The accepted solution (using strings / unzip ) didn't work very well for me on Linux Mint 19.3. The following seems to work pretty well for most doc/docx/rtf/xls files as well as their LibreOffice counterparts. Some of these might work on Windows via cygwin/git bash but I have not tested; if the packages I mention are not available in cygwin/git bash, then I would look for python/perl scripts that do the same conversion and substitute with those instead.
- Install prerequisites:
sudo apt install git pandoc catdoc odt2txt
.
- Note that catdoc and odt2txt include multiple tools for handling doc/xls/ppt/odt/ods/odp formats not just the ones in the package name. Likewise, pandoc handles all of the newer zipped 'x' formats.
- I wanted my attributes to apply as Global (e.g. User-scoped) rather than per-project as done in the other answers.
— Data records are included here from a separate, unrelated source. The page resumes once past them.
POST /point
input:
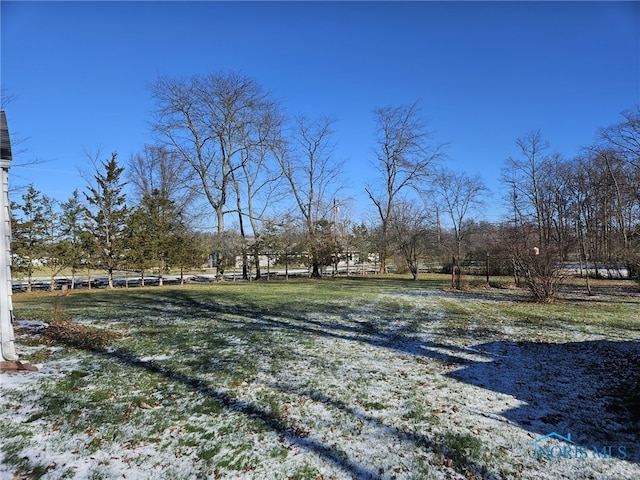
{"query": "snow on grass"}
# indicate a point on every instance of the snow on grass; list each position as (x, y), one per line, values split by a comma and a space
(404, 383)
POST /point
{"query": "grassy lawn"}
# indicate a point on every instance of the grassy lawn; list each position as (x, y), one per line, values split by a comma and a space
(337, 378)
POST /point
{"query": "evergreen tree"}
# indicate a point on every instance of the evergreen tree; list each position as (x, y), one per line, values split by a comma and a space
(106, 216)
(28, 230)
(74, 238)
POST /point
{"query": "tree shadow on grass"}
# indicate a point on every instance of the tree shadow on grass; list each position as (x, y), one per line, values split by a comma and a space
(589, 389)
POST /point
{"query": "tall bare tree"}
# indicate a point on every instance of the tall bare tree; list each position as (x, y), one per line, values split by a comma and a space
(460, 195)
(405, 155)
(408, 230)
(312, 173)
(158, 170)
(211, 121)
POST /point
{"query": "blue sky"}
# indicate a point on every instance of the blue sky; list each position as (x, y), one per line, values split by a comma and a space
(484, 72)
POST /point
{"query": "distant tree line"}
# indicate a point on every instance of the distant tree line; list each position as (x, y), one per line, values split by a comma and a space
(231, 175)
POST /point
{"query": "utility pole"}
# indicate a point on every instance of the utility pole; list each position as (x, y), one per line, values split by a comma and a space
(8, 356)
(7, 339)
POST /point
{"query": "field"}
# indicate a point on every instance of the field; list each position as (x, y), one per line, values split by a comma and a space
(339, 378)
To create User-scoped git attributes file, use
mkdir ~/.config/git/ && touch ~/.config/git/attributes
(on Windows this should be mkdir "%USERPROFILE%\.config\git" && echo "" > "%USERPROFILE%\.config\git\attributes"
)
- Setup git attributes file (either the user-scoped file mentioned in the previous step or the project-scoped file
${projectDir}/.git/info/attributes
as desired):
# handle windows *.reg files (utf-16 which git doesn't normally like)
*.reg diff=utf16
# handle misc common document formats
*.pdf diff=pdf
*.rtf diff=catdoc
# handle libre/open document formats
*.ods diff=ods2txt
*.odp diff=odp2txt
*.odt diff=odt2txt
# handle older common ms document formats
# note: ppt did not work for me
*.doc diff=catdoc
*.ppt diff=catppt
*.xls diff=xls2csv
# handle newer zipped ms document formats
# note: pptx and xlsx did not work for me
*.docx diff=pandoc
*.pptx diff=pandoc
*.xlsx diff=pandoc
- Create .gitconfig definitions (either in the user-scoped
~/.gitconfig
or in the project-scoped ${projectDir}/.git/config
). Much of this is based on this article but altered based on my own testing.
[core]
autocrlf = false
[diff]
guitool = kdiff3
[diff "odp2txt"]
textconv = odp2txt
binary = true
[diff "odt2txt"]
textconv = odt2txt
binary = true
[diff "ods2txt"]
textconv = ods2txt
binary = true
[diff "catdoc"]
textconv = catdoc
binary = true
# note catppt did not work for me
[diff "catppt"]
textconv = catppt
binary = true
[diff "xls2csv"]
textconv = xls2csv
binary = true
[diff "xlsx2csv"]
textconv = xlsx2csv
binary = true
[diff "pandoc"]
textconv=pandoc --to=markdown
prompt = false
[diff "pdf2txt"]
textconv=pdf2txt
binary = true
[diff "utf16"]
textconv = iconv -c -f UTF-16LE -t ASCII
I was never able to successfully get diffs working for xlsx, ppt, or pptx even after downloading the latest version of pandoc from their github page. The docx conversion worked fine even with the super old version that is in the Mint/Ubuntu/Debian repos (v1.19.2.4 from 2016). For the xlsx/pptx samples I was using, I always got either "Invalid UTF-8 stream fatal" (old version) or "UTF-8 decoding error" (new version).
This could have been due to the sample files I was using (some samples from the web and some samples I created by converting LibreOffice documents), my system setup, the versions I was using or something else.
For completeness, after installing the newer pandoc, I was using:
$ uname -vipor
5.3.0-40-generic #32~18.04.1-Ubuntu SMP Mon Feb 3 14:05:59 UTC 2020 x86_64 x86_64 GNU/Linux
$ dpkg -l catdoc odt2txt pandoc git xlsx2csv|grep '^ii'
ii catdoc 1:0.95-4.1 amd64 text extractor for MS-Office files
ii git 1:2.17.1-1ubuntu0.5 amd64 fast, scalable, distributed revision control system
ii odt2txt 0.5-1build2 amd64 simple converter from OpenDocument Text to plain text
ii pandoc 2.9.2-1 amd64 general markup converter
ii xlsx2csv 0.20+20161027+git5785081-1 all convert xslx files to csv format
EDIT: Also tried using the package xlsx2csv
for xlsx conversion instead of pandoc and I had issues with that as well. Could be something to do with my samples but since I am not really doing anything special to create them I would consider that a coverage-gap / limitation of xlsx2csv/pandoc if so.